Archaeology can supply data that are often
missing from war records, newspaper stories, and personal accounts, even where
these historical records about a particular battle are plentiful. But advances
in archaeological techniques in recent years can't be used on sites that are
sold off and paved before they're reconnoitered, notes Park Service archaeologist
David Orr, who is also on the faculty at Temple University. For example:
working with Orr, Park Service archaeologists Doug Campana and Julie Steele and
geophysicist Bruce Bevan measured electrical resistance and magnetism in the
soils around Fort Morton at the Petersburg, Virginia, battlefield. The team
also employed ground-penetrating radar. In a field, they located the fort
itself, the "bombproof" shelters within the fort, battle trenches, a
well full of iron artifacts, and a house near the outer fortifications.
"It's a very important fort in the siege of Petersburg," he says.
"We found it in only three or four days."
Such archaeological discoveries can only be made
if the site is preserved, which is where the Park Service's American
Battlefield Protection Program (ABPP) comes in. ABPP provides seed money as
well as organizational and research expertise for local groups that have
organized themselves to try to protect battle sites of all eras, not just the
Civil War. It has a staff of just four, and half a million dollars a year for
grants. That amount covered only about a third of the eligible requests for
help last year.
The program politely excuses itself from the
role of outside agitator in local fights over battle sites. Its job is to find
ways to preserve them without having to spend federal money buying them.
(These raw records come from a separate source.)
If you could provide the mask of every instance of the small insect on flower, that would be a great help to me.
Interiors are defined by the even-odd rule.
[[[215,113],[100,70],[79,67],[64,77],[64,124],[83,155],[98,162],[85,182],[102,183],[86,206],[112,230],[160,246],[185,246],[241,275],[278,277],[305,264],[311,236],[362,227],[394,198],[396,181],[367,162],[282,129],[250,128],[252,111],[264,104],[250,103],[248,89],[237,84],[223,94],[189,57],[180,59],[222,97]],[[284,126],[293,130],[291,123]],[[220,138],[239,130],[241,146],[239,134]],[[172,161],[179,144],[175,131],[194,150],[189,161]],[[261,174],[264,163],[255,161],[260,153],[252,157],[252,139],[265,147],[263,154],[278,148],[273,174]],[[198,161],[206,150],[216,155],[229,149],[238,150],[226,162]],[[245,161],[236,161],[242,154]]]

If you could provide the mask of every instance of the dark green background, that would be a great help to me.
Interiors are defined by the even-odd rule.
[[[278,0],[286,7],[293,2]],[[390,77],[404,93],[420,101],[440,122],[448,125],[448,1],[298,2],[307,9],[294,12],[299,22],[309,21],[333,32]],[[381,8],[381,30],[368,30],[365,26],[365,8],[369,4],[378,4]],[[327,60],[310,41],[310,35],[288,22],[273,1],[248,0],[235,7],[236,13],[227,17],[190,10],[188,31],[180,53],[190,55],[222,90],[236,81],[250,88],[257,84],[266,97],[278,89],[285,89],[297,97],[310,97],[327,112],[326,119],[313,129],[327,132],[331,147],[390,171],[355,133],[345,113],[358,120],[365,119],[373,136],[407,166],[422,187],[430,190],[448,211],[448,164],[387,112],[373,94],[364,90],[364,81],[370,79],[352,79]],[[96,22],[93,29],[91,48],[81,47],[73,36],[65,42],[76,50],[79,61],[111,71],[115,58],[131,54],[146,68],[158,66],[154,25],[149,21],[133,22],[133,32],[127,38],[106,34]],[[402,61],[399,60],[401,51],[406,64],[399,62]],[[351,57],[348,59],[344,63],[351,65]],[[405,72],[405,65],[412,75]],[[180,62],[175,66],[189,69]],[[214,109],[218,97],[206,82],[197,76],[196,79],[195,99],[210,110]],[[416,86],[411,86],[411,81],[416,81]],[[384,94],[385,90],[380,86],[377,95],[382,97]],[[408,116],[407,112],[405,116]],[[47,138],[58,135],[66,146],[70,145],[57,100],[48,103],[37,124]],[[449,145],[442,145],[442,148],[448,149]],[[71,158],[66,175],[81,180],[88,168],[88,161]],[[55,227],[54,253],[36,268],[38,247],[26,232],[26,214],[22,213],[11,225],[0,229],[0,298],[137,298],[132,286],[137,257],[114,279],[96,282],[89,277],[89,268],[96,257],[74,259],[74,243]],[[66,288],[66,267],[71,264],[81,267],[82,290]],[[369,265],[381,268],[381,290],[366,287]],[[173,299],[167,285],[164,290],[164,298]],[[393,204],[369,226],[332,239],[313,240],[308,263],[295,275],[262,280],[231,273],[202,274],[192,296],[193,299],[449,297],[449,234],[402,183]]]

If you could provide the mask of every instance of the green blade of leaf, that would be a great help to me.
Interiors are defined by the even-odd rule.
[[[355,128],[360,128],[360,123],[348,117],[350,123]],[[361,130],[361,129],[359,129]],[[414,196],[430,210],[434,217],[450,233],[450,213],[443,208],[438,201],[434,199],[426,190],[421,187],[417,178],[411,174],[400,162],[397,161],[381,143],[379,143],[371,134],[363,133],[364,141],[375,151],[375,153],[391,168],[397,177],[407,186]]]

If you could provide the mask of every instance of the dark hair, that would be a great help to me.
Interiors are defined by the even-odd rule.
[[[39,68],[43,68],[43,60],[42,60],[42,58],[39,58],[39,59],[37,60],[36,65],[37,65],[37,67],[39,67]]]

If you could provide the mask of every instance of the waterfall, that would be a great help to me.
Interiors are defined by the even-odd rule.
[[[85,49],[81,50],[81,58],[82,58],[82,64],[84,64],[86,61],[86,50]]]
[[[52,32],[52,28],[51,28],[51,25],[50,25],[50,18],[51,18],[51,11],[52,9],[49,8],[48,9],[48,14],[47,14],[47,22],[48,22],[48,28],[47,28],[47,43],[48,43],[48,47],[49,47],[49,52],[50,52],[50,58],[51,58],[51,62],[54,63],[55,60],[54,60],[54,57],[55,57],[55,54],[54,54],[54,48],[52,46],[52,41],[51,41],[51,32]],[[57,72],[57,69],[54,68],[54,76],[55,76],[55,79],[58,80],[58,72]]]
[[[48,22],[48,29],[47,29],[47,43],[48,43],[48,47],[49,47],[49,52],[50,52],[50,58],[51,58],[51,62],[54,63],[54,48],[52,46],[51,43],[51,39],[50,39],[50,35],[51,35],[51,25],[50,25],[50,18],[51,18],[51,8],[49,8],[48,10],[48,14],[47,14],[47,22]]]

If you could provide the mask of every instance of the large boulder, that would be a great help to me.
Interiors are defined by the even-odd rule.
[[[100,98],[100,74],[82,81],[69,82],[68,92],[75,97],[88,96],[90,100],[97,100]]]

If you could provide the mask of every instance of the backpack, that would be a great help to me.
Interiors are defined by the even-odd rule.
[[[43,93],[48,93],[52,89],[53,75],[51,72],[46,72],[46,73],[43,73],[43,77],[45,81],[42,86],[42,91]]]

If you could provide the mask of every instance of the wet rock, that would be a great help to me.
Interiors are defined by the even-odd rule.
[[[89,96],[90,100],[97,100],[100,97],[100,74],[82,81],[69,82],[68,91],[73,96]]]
"The good news is that something is available to citizens to take
advantage of," says Frank McManamon, the top federal archaeologist. But
while the government provides some tools and modest funding, local initiative,
he points out, is pivotal. And that's one of the lessons suggested by these
fights over Civil War landscapes: Despite some federal help and the work of
private, state, and national groups such as the CWPT, a grass-roots effort is
indispensable for many preservation projects, especially in their initial
stages.
The second point--the one archaeology can make
most strongly--is that this enterprise is more than just a hobby for history
buffs or a narrow academic quest. The details that come out of the ground are,
advocates say, one of the few ways future generations can hope to come to grips
with the meaning of a war on our own land, among our own citizens, that cost
620,000 lives.
When Kristen Stevens, staff archaeologist for
the ABPP, worked at the Gettysburg National Military Park a few years ago, some
human remains were discovered along a railroad cut. Public interest was
exceptionally strong. "People were hounding us," she says. "They
were riveted, trying to figure out whose family that soldier might have
belonged to, which side he might have represented. It's a compelling thing. I
think it's just a matter of wanting to identify. You want to really understand
that person's story." But the analysis was tenuous. "We based most of
our observations on the slimmest of evidence, just the shadows of what was on
the human remains and the bones--an undershirt button and the heel of a
shoe," recalls Stevens. "To me, it really heightened the importance
of every scrap of evidence. Every Minié ball counts."